St Dunstan's
Monuments
Robert
Clarke,
who died 1610 and Frances, his daughter have a memorial
at St Dunstans.
Elizabeth
Startute who died in
1620 has a monument in St Dunstan's church. Elizabeth was
the mother in law of Michael Merriall, a 1620 vestryman, who had her
memorial erected. The inscription reads:
'In memory of Elizabeth,
widow of Richard Startute, citizen and fishmonger of London, who had
issue by him of 3 sons and four daughters. After 16 years
spent with him remaining 34 years his widow: In Life and
Death a constant example of true vertue and sweetly slept
in the Lord, Dec. 5, 1620. Aetat. suae 74.'
Below this are the figures
of Michael and his wife and the inscription: 'Captain Michael Merriall & Clare, his wife, eldest
daughter of the abovenamed Elizabeth Startute, erected
this monument as a testimony of hir virtu & their
love. This life is a wareart. Lord Jesus, come quickly.
Rev. 20.

The
Merriall Monument
In 1756 the Detheck,
Startute and Merriall monuments and some others required
work to be done of them either to make repairs to part
that had fallen or to prevent further damage.
A gravestone once stood in
St Dunstan's churchyard dated 1683 with the epitaph: 'Whoever
treadeth in this stone I pray you tread most neatly; For
underneath the same doth lie Your honest friend Will Wheatley.'
In The Spectator Richard
Steele some years later was to remark 'I have made a
discovery of a churchyard in which I believe you might
spend and afternoon with great pleasure to yourself and
to the public. It belongs to the church of Stebon Heath
commonly called Stepney.

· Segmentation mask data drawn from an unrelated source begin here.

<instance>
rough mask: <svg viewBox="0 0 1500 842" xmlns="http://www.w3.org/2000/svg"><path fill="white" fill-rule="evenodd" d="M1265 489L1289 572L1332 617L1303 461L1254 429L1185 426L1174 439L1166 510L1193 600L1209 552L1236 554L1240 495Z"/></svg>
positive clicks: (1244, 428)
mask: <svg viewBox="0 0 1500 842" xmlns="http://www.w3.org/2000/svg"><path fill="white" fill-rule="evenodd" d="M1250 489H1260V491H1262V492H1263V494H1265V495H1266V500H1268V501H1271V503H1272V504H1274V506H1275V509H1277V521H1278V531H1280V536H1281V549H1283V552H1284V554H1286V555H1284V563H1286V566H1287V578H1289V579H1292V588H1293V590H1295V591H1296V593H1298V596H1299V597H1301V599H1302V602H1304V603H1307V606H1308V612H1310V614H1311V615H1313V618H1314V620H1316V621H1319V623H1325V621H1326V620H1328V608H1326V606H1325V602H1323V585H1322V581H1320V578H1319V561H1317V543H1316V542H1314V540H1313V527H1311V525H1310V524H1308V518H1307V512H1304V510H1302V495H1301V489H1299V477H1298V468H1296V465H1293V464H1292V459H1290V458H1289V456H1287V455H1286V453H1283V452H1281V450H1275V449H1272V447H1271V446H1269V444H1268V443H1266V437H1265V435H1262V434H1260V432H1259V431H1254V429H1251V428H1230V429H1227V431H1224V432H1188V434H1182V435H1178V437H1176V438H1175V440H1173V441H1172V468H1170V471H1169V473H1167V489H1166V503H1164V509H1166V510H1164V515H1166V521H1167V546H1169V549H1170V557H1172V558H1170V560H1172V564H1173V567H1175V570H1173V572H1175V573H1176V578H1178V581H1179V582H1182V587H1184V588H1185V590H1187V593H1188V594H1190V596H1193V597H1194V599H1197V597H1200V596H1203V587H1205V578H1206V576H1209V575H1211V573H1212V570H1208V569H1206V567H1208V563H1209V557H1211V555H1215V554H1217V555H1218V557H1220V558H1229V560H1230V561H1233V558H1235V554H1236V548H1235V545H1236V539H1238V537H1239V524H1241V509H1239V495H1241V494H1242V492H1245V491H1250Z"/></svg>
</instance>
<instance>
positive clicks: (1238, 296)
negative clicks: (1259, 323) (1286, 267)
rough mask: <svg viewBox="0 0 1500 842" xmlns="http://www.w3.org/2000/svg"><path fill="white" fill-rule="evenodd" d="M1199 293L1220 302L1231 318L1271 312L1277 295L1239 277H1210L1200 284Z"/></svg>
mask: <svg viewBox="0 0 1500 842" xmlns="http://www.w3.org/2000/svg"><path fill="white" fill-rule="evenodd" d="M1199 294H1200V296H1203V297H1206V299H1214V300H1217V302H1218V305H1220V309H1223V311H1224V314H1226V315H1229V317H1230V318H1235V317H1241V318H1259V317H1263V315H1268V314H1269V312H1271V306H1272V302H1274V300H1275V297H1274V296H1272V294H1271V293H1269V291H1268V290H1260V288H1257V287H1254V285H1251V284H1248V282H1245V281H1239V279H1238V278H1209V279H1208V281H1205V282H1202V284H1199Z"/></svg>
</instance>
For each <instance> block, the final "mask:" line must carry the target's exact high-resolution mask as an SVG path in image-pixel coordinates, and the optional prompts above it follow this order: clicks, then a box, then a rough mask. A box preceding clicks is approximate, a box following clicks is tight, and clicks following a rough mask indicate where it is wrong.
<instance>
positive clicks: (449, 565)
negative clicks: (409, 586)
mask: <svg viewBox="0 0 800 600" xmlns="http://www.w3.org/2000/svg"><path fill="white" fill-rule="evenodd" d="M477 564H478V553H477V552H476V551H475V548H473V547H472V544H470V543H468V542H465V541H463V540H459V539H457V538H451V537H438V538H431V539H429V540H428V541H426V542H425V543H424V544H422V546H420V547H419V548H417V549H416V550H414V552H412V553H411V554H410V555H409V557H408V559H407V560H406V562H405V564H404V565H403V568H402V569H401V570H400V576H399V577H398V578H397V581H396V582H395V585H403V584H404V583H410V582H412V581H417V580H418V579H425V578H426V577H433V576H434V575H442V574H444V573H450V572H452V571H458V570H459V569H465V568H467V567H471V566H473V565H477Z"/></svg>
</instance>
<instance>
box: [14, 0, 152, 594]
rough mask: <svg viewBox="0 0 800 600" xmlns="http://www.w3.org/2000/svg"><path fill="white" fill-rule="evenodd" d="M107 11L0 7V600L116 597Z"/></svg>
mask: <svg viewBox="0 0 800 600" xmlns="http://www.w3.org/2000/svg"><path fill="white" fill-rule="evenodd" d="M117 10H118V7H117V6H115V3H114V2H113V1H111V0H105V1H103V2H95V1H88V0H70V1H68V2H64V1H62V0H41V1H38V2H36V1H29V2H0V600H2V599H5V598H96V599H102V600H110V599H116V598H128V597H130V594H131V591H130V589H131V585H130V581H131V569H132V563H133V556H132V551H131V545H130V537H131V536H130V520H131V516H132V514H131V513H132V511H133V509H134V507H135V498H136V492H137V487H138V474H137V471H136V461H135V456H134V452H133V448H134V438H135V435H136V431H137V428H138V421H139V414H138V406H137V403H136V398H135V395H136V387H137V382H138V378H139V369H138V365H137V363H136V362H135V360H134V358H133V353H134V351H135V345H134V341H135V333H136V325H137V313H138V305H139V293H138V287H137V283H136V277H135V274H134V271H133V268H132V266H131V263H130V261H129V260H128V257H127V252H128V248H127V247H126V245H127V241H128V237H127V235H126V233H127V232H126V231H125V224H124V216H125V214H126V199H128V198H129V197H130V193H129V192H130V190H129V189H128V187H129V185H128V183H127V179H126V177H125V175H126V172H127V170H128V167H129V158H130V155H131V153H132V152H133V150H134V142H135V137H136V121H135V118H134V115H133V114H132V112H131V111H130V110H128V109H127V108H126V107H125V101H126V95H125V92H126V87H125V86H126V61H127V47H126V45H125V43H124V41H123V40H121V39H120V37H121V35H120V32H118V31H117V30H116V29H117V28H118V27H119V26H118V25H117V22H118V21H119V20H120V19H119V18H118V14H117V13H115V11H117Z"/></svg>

Whether or no it be that the
people of that parish have a particular genius for an
epitaph, or that there be some poet among them who
undertakes that work by the great, I cannot tell; but
there are more remarkable inscriptions in that place than
in any other I have met with.' Many of the
gravestones, alas, are now no longer in place.
Captain
Nathaniel Owen's young
wife died on 6 August 1685 aged 36 and she appears with
her husband and his second wife on a memorial stone
inside St Dunstan's church.
Amongst those buried here
are Admiral
Sir John Leake (1656-1720
- the reliever of Londonderry), Lady Jane Detheck,(1606) wife of Alexander Neville, John Berry (1689-90), and Benjamin Kenton (1800).